The fate of the world’s remaining indigenous peoples, the fragile environment they occupy, and the valuable knowledge that they embody could well be decided once and for all by the new disease COVID19, which is spreading at great speed across all the continents and certainly will hit the indigenous communities of the Americas, Africa and Asia if governments and corporations which have invaded their territories do not take all the necessary steps to protect them.
Let’s not forget that ever since the first European contact, infectious diseases have led to the disappearance of more than 70% of the inhabitants of the forests for lack of biological defense and natural immunity.
A COVID19 outbreak in these remote indigenous areas of the forests would be catastrophic, a nightmare scenario called injustice, inequity, and colonization.
This is why Rainforest Fund is mindful of the dual global crises of Covid19 and climate change through its partners in the field is helping them to prevent the spread of the disease in Ecuador, Colombia, Peru, Brazil, Kenya (and more countries to be added) by restricting access to their territories, and monitoring that these restrictions into indigenous territories are respected. It is important to guarantee that communities have the public health information they need to make informed decisions about how to protect themselves through pamphlets in local languages widely disseminated.

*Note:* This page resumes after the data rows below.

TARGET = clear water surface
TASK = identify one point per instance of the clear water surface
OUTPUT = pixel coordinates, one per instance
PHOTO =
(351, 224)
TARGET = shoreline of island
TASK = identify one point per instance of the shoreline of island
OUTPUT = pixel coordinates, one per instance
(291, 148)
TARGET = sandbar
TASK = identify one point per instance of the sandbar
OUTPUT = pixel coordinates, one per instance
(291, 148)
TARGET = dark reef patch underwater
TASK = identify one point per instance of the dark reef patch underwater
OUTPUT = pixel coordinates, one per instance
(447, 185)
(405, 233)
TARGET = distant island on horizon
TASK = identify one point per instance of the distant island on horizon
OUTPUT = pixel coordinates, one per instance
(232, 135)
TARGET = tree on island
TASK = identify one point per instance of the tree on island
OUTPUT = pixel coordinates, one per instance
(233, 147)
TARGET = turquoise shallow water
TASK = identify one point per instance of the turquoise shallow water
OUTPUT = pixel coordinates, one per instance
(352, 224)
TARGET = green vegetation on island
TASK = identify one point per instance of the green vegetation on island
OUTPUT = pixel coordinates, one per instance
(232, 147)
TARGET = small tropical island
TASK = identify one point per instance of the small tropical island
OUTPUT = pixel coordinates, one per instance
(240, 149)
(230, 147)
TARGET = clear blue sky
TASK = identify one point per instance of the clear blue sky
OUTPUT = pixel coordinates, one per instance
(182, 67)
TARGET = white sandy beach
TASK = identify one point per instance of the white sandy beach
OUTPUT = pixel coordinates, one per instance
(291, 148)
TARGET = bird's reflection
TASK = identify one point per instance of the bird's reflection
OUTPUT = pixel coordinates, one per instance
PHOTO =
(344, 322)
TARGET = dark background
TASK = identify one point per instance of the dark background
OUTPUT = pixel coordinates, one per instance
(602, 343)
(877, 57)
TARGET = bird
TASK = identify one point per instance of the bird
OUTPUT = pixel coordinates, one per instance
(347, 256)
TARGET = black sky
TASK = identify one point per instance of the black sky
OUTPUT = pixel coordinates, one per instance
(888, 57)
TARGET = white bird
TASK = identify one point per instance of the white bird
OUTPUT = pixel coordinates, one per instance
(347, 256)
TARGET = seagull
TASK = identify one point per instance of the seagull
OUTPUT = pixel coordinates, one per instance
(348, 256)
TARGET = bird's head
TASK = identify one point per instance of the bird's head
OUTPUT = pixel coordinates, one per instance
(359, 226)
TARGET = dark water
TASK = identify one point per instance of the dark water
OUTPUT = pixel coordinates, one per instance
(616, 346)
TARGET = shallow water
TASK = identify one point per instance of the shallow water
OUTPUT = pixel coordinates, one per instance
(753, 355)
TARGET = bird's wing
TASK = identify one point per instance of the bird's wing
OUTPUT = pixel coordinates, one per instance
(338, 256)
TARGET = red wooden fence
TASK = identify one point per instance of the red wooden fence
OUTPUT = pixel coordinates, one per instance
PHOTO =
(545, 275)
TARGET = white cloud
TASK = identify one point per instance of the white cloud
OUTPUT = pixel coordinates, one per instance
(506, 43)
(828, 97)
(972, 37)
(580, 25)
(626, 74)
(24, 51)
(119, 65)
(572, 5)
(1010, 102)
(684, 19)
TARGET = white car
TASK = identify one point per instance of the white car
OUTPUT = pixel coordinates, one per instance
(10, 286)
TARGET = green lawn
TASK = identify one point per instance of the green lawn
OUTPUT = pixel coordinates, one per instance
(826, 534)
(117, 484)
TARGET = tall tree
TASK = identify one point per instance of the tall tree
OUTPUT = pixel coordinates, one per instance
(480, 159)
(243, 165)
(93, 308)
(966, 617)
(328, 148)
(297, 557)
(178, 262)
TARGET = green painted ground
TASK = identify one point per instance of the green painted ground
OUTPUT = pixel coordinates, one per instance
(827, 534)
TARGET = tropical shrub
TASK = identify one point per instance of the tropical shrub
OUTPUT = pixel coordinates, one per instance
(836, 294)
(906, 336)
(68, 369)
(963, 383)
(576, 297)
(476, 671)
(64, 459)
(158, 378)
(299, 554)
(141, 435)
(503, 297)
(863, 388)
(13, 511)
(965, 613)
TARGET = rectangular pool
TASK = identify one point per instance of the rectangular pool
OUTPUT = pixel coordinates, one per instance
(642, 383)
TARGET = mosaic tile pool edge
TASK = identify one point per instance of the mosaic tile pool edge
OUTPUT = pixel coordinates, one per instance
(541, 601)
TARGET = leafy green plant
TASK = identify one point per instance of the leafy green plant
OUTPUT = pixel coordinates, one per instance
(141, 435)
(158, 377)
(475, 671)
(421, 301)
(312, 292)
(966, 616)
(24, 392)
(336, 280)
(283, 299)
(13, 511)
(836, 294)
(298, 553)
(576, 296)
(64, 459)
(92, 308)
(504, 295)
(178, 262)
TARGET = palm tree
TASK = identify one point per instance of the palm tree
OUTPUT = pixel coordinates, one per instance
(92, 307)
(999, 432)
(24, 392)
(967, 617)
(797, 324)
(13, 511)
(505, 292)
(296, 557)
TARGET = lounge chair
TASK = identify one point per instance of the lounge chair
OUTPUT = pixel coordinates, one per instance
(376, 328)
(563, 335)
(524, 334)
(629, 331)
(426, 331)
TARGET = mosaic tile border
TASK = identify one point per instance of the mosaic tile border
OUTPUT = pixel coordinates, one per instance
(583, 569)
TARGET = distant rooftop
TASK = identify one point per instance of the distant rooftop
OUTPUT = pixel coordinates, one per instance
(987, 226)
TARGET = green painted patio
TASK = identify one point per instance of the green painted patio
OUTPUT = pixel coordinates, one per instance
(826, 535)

Furthermore in Kenya there is an urgent need to buy basic preventive clothing, masks, temperature guns for the volunteers going into the forest as well as phones, provision of waters, hand soup, sanitizers and install milk collection points for the children.
This disease will exacerbate the threats indigenous communities are already facing which makes the mission of our partners – to build indigenous power and help them protect their lands and cultures – more important than ever.
For indigenous peoples who carry living memories of ancestors and family members dying from smallpox, yellow fever, influenza and measles, COVID19 represents an existential threat to their very physical and cultural survival.
Let’s do all what we can to give them the help and support they desperately need.